Winslow Dumaine posted the photo — which shows an imprint in the ground shaped like a rodent — on X on January 7. The silhouette of the rodent was missing a limb and was filled with water.
“Had to make a.pilgrimage to the Chicago Rat Hole,” Dumaine wrote in the post, which has since garnered 5 million views and over 136,000 likes.
According to his website, Dumaine is an artist, writer, and comedian whose work focuses on “pain, grief, trauma, and recovery.” On the website, he sells tarot card decks and prints with his original illustrations.

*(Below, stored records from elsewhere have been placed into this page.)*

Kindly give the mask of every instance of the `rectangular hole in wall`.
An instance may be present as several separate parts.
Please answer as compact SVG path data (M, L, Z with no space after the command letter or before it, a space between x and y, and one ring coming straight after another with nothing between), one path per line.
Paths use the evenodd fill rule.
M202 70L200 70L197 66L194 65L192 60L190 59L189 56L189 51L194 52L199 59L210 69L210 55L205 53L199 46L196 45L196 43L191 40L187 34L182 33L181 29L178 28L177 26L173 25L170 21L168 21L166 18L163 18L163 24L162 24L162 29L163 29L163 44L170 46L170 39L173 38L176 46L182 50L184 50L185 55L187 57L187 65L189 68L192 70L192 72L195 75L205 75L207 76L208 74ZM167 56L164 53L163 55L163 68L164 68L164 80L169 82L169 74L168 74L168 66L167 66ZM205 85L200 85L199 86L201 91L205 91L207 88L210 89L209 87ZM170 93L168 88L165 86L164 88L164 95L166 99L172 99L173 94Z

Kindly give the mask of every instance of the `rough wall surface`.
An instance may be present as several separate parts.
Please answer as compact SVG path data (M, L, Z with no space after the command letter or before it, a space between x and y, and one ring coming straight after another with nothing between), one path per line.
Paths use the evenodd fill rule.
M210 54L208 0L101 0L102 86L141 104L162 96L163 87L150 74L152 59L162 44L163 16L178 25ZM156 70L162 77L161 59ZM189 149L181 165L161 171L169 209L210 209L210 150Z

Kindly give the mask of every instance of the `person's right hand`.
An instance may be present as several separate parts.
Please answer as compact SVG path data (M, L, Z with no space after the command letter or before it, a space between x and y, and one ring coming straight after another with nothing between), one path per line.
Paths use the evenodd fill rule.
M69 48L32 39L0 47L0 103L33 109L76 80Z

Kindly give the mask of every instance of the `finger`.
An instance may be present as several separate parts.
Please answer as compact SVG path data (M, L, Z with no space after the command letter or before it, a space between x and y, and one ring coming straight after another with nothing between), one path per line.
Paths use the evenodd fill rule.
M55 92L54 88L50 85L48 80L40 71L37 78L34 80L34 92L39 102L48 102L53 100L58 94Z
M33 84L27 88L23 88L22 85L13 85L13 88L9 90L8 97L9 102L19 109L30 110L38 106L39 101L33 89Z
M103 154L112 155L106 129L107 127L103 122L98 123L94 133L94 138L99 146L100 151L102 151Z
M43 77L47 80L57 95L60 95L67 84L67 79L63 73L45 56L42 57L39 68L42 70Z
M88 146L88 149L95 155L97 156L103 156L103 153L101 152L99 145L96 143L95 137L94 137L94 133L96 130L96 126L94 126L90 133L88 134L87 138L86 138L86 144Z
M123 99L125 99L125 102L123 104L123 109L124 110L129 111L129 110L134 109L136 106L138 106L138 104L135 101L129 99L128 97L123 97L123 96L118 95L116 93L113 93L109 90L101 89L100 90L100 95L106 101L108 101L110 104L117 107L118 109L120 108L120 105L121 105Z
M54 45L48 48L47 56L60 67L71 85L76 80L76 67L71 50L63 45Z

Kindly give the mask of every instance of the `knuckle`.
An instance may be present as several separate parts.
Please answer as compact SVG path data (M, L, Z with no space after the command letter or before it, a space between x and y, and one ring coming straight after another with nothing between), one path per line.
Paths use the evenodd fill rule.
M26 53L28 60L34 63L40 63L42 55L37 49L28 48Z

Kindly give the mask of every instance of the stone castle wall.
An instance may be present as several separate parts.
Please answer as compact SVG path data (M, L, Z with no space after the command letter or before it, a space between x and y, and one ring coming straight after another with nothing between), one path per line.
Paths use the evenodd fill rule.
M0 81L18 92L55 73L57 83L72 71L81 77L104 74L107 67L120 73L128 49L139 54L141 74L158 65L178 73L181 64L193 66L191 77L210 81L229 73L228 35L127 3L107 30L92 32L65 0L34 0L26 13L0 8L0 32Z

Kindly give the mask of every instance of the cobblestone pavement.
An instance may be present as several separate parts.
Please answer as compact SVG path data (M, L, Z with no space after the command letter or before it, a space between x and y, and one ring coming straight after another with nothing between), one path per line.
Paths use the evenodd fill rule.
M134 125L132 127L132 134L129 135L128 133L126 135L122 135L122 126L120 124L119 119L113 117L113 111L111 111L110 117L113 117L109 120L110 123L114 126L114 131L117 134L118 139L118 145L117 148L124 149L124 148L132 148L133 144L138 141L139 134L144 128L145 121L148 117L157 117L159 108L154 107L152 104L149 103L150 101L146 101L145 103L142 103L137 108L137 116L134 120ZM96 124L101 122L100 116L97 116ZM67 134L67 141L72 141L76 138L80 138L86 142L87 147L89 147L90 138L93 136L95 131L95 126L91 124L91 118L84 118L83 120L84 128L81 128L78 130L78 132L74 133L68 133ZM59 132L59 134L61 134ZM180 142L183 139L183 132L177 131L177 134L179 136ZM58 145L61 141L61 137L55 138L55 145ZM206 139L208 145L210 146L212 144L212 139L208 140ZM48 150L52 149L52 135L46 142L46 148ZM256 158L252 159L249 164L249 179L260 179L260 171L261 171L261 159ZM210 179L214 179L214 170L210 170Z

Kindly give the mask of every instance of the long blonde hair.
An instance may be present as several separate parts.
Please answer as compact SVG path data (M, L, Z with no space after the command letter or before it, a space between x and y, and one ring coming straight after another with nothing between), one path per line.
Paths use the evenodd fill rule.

The 32-year-old told Business Insider in an email that a friend had told him to “keep an eye out for the rat hole” while walking together in Roscoe Village. The quaint neighborhood is about 7 miles northwest of Downtown Chicago.
“When I saw the rat hole on the ground, it hit me like a body blow — I immediately laughed very hard,” Dumaine said.
“You could show this to someone in China, France, or 1000 AD Rome, and they’d all know what happened. It was a piece of the universal thread that binds us all — animals, misfortune, and evidence,” he added.
The hole can be found near 1918 W Roscoe Street 4047, according to the local outlet Block Club Chicago.
Product sales paid his rent thrice over
Dumaine said he posted a reply just a minute after he uploaded the photo of the rat hole, and showcased a few products on his website.
“I’m also an artist and I sell lots of weird stuff on my website, please check it out,” Dumaine wrote in the post, which also featured photos of the stickers, tarot cards, and a pouch he sells. It ended up getting some 90,000 views, Dumaine said, which translated into sales as dozens of people followed through to his website to buy his products.
Some of the items on Dumaine’s online shop include a tarot card deck featuring his original designs for $60, a woven blanket with a photo he took of four skulls at the Sedlec Ossuary, a Catholic church and cemetery in the Czech Republic, for $75, and a pink water bottle with the word “Cum!” printed on it for $20.
Since posting the photo last week, Dumaine told BI he has sold $3,000 worth of products on his website — more than three times his monthly rent of $1,000. On average, Dumaine makes around $5,000 a month, he said — but that also includes earnings from freelancing and wholesaling his products to 12 shops in the US and two in Vietnam. BI could not independently verify Dumaine’s sales or monthly earnings.
Dumaine said that it was the genuineness of his post that helped garner so much attention, adding that he enjoyed seeing people “laugh at a very simple thing.”
“Since this was on a fun and real post, and because my post wasn’t some scam bot selling drop ship garbage from Temu, people actually engaged with it,” he said.